Bottom line – the real fear is stagflation – growth stagnation with consumer inflation that worsens social inequality.
The job situation is perilous in many countries. McKinsey estimated that 45 per cent of the global working-age population is under-utilised, namely, unemployed, inactive or underemployed. Furthermore, more than 75 million youth are unemployed, many in the high population growth/low GDP income areas, vulnerable to social unrest.
There is a generational gap in understanding the issue of job creation. The old supply chain benefited the large multinationals and local champions, at the expense of small and medium enterprises (SMEs). The establishment is owned by aging baby-boomers, whereas the start-ups are mostly the young. There are only 45,000 companies listed on global stock exchanges, meaning that millions of smaller companies do not access public equity capital.
Yes many SMEs fail, but as Silicon Valley (and even Shenzhen) experience has shown, their failure gave rise to new creativity and success at the next round. SMEs contribute to nearly half of GDP and two-thirds of job creation. They are the real drivers of change.

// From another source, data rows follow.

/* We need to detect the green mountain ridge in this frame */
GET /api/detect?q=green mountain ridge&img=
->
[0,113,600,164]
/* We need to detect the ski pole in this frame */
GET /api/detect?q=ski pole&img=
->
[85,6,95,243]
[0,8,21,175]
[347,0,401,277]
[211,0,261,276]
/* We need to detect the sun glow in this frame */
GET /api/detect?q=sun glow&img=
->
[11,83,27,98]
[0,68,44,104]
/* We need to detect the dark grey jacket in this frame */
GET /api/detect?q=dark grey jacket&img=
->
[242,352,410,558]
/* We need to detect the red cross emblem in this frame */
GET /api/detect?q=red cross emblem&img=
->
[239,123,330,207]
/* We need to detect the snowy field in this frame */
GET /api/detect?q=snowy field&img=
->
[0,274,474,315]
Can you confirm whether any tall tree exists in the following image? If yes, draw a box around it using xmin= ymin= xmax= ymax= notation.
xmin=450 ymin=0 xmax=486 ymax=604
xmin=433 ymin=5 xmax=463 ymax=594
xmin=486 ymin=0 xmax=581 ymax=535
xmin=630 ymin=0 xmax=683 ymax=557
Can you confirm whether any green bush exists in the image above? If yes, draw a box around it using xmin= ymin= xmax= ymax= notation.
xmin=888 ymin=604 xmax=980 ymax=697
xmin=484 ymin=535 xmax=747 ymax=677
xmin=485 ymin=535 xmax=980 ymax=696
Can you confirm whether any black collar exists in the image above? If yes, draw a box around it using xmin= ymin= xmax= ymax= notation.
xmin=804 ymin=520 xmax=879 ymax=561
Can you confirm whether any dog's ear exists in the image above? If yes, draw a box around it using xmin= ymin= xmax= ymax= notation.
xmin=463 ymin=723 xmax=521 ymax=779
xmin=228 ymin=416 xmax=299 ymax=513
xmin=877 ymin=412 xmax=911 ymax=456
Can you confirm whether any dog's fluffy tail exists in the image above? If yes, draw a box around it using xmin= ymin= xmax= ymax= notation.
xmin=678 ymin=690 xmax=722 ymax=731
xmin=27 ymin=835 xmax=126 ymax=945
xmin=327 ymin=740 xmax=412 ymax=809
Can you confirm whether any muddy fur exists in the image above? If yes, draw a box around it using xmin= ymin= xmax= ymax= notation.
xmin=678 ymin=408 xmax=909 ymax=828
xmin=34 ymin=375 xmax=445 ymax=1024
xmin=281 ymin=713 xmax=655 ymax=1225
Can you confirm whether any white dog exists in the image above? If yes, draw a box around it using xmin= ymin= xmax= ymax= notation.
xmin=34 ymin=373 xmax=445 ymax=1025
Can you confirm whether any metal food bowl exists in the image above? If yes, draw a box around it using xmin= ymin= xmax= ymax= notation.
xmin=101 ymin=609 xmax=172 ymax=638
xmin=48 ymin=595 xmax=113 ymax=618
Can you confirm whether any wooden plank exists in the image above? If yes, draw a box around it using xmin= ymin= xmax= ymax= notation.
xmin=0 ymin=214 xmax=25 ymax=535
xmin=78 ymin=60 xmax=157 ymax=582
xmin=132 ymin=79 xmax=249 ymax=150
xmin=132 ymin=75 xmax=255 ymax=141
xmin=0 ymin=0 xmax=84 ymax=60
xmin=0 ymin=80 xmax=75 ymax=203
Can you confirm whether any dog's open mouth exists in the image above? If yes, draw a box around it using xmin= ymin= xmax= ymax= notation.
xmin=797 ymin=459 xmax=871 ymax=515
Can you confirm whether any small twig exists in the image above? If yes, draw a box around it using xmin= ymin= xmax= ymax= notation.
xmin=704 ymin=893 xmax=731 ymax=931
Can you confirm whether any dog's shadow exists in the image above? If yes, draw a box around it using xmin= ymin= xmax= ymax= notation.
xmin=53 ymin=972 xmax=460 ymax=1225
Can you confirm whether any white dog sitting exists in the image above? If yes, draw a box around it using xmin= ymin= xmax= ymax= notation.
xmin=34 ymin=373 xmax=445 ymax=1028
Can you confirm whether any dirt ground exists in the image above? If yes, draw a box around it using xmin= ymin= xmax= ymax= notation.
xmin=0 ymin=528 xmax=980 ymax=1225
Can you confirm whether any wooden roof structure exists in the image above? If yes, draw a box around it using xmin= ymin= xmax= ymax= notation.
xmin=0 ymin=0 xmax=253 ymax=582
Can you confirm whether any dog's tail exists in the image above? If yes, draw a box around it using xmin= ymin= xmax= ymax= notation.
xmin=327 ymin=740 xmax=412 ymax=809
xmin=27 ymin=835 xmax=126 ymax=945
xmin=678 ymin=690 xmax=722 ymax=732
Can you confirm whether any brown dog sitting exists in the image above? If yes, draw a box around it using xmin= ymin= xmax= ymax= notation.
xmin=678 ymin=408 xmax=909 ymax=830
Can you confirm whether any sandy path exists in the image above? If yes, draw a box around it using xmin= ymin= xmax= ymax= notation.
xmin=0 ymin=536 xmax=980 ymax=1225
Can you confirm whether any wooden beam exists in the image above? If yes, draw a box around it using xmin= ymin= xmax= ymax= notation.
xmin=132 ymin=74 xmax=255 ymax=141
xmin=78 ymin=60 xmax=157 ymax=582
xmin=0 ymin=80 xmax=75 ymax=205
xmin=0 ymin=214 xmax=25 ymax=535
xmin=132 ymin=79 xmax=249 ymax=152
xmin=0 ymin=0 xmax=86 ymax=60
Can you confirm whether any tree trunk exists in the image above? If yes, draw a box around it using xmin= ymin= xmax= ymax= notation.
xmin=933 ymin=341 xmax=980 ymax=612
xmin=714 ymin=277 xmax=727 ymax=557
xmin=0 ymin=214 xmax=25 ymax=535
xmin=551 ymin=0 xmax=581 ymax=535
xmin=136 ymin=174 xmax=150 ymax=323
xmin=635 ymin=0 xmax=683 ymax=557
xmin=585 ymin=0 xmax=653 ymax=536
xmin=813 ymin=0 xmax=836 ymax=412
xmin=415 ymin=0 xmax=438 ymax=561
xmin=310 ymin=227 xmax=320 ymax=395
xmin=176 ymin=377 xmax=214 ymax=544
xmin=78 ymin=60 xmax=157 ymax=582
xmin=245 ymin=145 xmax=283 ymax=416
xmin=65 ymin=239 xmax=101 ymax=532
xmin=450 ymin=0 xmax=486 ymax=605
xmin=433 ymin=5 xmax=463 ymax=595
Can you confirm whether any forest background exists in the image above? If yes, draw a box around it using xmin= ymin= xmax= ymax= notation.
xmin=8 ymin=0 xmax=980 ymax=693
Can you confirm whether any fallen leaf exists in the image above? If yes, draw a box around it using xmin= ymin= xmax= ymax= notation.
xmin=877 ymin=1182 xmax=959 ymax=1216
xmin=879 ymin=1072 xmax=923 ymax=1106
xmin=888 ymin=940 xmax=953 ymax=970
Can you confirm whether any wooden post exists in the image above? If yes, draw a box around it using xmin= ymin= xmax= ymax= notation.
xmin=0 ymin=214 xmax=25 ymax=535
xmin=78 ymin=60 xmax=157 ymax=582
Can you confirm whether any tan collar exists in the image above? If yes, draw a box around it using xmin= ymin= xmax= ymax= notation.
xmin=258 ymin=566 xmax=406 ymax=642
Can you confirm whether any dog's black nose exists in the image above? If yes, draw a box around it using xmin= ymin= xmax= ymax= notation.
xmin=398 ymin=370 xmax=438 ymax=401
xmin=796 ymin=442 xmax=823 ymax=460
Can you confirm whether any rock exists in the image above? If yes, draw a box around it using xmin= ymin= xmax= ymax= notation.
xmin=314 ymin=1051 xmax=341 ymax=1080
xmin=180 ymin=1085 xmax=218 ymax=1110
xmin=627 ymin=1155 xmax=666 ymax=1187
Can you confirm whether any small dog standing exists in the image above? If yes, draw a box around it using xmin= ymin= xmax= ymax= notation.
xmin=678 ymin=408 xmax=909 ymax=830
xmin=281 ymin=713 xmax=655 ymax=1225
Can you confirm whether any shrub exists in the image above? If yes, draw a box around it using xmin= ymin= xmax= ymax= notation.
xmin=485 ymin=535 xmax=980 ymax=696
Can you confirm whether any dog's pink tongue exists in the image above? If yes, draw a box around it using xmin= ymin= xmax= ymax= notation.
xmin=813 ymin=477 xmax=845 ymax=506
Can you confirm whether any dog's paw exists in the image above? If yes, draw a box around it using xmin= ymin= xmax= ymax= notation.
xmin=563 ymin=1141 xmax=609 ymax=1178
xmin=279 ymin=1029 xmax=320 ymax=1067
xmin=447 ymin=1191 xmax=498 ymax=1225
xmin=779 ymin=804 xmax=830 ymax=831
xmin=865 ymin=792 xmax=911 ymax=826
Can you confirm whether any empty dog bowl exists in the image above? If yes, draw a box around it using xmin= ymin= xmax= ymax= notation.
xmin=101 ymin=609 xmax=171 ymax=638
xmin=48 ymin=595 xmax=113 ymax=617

We face three crucial imbalances. The regional imbalance occurs because the wealthy countries are aging, whereas the poorer countries are still young. Within countries, the social imbalance stems from growing disparities in income and wealth. The job imbalance is even more skewed – the existing labour force fears retrenchment, whereas the young face intense competition for scarce jobs. These combine to create the swing towards populist and radical views for change.
It is time for our policies to focus on the young and their job creation.
(The writer, a former Central banker, is Distinguished Fellow, Asia Global Institute, University of Hong Kong.)